29. The method of claim 28, further comprising directing light onto a dark sample selected to provide a dark scan representing a portion of the radiant response of tissue attributable to at least one of uncontrolled variations, erroneous variations, and electrical artifacts of the scanner.

30. The method of claim 28, further comprising conducting a white scan and white field normalization of the radiant response of tissue to remove fluorescent and elastic portions of the radiant response.

31. The method of claim 28, wherein the first synthetic material comprises dilatant compound.

32. Themethod of claim 31, wherein the second synthetic material comprises dilatant compound doped with a first concentration of a first dopant.

33. The method of claim 32, wherein the third synthetic material comprises dilatant compound doped with a second concentration of a second dopant.
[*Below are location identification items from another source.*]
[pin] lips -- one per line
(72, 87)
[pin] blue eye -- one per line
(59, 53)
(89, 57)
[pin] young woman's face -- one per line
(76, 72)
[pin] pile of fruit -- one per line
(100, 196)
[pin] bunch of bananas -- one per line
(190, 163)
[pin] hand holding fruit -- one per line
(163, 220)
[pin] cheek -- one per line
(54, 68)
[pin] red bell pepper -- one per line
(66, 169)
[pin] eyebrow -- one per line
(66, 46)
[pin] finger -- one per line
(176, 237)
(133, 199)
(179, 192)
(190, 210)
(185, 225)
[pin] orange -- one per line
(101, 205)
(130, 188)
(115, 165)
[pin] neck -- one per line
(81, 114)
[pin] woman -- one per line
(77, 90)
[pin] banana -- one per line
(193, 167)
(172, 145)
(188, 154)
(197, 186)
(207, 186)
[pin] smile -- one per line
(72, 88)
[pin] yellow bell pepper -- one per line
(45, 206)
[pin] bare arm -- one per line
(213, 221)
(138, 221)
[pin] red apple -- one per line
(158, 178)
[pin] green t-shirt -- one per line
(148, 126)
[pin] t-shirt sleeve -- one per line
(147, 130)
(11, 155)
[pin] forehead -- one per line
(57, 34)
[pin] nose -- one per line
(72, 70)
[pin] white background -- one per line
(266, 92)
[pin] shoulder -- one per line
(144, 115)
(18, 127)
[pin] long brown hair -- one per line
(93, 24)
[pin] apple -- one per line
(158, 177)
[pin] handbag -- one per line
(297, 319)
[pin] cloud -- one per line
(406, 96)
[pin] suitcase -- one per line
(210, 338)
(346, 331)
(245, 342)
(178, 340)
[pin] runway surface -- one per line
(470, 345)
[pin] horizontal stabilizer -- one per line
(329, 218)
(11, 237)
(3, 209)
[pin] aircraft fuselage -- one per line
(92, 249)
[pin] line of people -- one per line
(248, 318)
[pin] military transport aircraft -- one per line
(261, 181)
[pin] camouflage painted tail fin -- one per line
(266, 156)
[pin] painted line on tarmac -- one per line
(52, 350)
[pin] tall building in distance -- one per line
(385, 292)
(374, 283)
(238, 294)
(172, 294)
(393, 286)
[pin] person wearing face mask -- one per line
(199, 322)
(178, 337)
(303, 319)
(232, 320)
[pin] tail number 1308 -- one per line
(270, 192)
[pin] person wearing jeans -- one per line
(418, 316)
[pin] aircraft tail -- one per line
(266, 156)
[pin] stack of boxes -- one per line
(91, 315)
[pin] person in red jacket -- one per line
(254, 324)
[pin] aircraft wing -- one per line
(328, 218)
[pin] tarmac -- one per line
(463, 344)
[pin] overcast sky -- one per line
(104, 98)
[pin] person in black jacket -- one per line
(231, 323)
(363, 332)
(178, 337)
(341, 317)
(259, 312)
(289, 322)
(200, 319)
34. The method of claim 33, wherein the first and second dopants are different and distinct.

35. The method of claim 33, wherein at least one of the first and second dopants is a naturally occurring polymer.

36. The method of claim 33, wherein at least one of the first and second polymer is a synthetic polymer.

37. The method of claim 29, further comprising scanning a fourth synthetic material and adjusting the processing of the processor to correct for timewise variations in outputs of an individual scanner corresponding to the second radiant response corresponding to tissues in vivo.

38. A method to calibrate a detector of carotenoid content of tissue in vivo nondestructively, the method comprising: providing a scanner comprising an illuminator to direct light nondestructively onto tissue in vivo, a detector to detect an intensity of a radiant response of the tissue to the light, and a computer interface; providing a computer comprising a processor and memory and operably connected to the computer interface to process data from the scanner; providing a calibrator comprising a synthetic material selected to substantially mimic the radiant response of the tissue; and directing light from the illuminator onto the synthetic material and detecting a first radiant response thereto; providing inputs to the processor corresponding to a state of the illuminator and the first radiant response to the light; and processing the inputs to repeatably quantify a second radiant response corresponding to tissue in vivo exposed to the light from the illuminator.

39. The method of claim 38 , further comprising bleaching the tissue by exposing the tissue to the light for a period selected to reduce the intensity of the second radiant response to within a pre-determined operable range.

40. The method of claim 38, further comprising correlating a serum carotenoid content to the second radiant response of the tissue to the light.